Two down-on-their luck train stewardess, DeeDee and Tess, take a chance to leave their dead end job at Stank Rail and switch over to Glamazonian Express when they hear that two other girls never showed up and the service needs assistance to their destination of Celebration, Florida. They tear off their ugly yellow and brown uniforms and board a new opportunity and don’t look back.
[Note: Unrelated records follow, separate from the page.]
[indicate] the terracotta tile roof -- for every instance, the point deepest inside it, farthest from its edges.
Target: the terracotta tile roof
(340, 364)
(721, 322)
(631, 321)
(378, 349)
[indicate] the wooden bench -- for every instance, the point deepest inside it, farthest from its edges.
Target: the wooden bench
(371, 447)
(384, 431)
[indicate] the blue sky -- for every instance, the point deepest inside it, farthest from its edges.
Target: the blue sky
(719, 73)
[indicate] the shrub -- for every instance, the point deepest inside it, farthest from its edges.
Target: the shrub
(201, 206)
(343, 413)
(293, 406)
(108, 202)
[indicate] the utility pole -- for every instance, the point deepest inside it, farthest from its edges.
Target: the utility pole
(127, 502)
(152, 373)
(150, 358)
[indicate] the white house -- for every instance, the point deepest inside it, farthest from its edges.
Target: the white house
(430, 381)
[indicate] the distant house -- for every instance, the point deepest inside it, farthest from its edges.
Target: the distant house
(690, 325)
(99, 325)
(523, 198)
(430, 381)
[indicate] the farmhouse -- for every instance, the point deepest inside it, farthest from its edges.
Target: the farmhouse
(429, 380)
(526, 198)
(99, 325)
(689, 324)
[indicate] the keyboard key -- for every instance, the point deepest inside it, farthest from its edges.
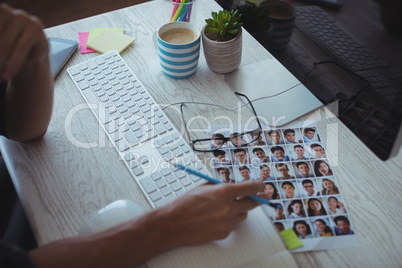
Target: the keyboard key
(155, 196)
(156, 175)
(166, 191)
(176, 186)
(74, 70)
(163, 150)
(170, 178)
(148, 185)
(79, 77)
(138, 171)
(166, 171)
(83, 85)
(160, 183)
(168, 139)
(180, 173)
(143, 159)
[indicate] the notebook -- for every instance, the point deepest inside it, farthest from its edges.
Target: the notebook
(59, 53)
(254, 243)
Played by recent RuPaul’s Drag Race All Stars winner Ginger Minj and perennial contestant Jujubee, their Tess and DeeDee are appropriately bright-eyed and just the right amount of dim.
Once aboard and determined to keep their new gig, Tess and DeeDee assist a buffet of queer-friendly stars (Drew Droege, Nicole Richie, and Natasha Leggero, to name a few) and are confronted by a trio of mean girl first-class stewardesses: Amber (Brooke Lynn Hytes), Ayshleiygh (Symone), and Alli (Marty Lauter), who perform a welcome number that shoves the newbies to the sidelines. If Leland needs me to spearhead an Original Song Oscar campaign, hit me up, please. On the outside, Rachel Bloom’s Donna Dusk (fantastic porn name) wearily chugs along in her manosphere of a control room when she discovers that an epic storm, a Stormaganza, if you will, is directly in the train’s path. A storm so big that the ancient Egyptians equated it with retribution. A storm so big that it calls upon the attention of…

RuPaul’s President Judy Gagwell.
Yes, that sentence does needs its own line, thank you very much,.
Just when Gagwell is in an “Oprah mood” to give everyone in America a tax write-off, her Chief of Staff (headed by Matt Rogers) informs the President of the impending disaster. Decision-making isn’t what Gagwell ran her campaign on (“She Fun!” was her campaign slogan), and she keeps an applause-o-meter style thermometer in her office go keep tabs on her approval rating. Oh, and she may or may not have some trauma surrounding trains, death, and a big cover-up that helped her with her presidential bid.
Stop! That! Train! keeps the laughs coming at breakneck speed. In a way, the simple plot staying on one track doesn’t matter–Shankman keeps the pace with sight gags (“The brakes are fried!”–cut to fried chicken circling the engine), sparkle, and Latrice Royale returning over and over again in the film’s funniest running joke. Costume designer Salvador Pérez Jr. play up the camp factor with bright colors in the train uniforms and Gagwell’s pantsuits.
Yes, there are moments that remind us of Drag Race (it is RuPaul’s biggest cinematic moment to date, after all), so we can overlook references to Sasha Velour’s rose petals, RuPaul’s most famous and celebrated catchphrases, and the presence of The Pit Crew. Hey, Bruno! I balk at the notion, though, that this is just “an extended Drag Race challenge sketch,” as I have heard many of my local gays ponder when we talk about our excitement to see this. The script, by Christina Friel and Connor Wright, targets an experience akin to The Naked Gun and Airplane! (with a dash of Barb and Star Go to Vista Del Mar) while carving a sequined niche for itself.
You want me to tell it to you straight? Ew, no. During Pride–how dare you.
But I will tell it to you gay. If you just want to laugh and know buffoonery isn’t a dirty word, all aboard, baby, because Stop! That! Train! will take you to your silliest destination.
Stop! That! Train! is in theaters now.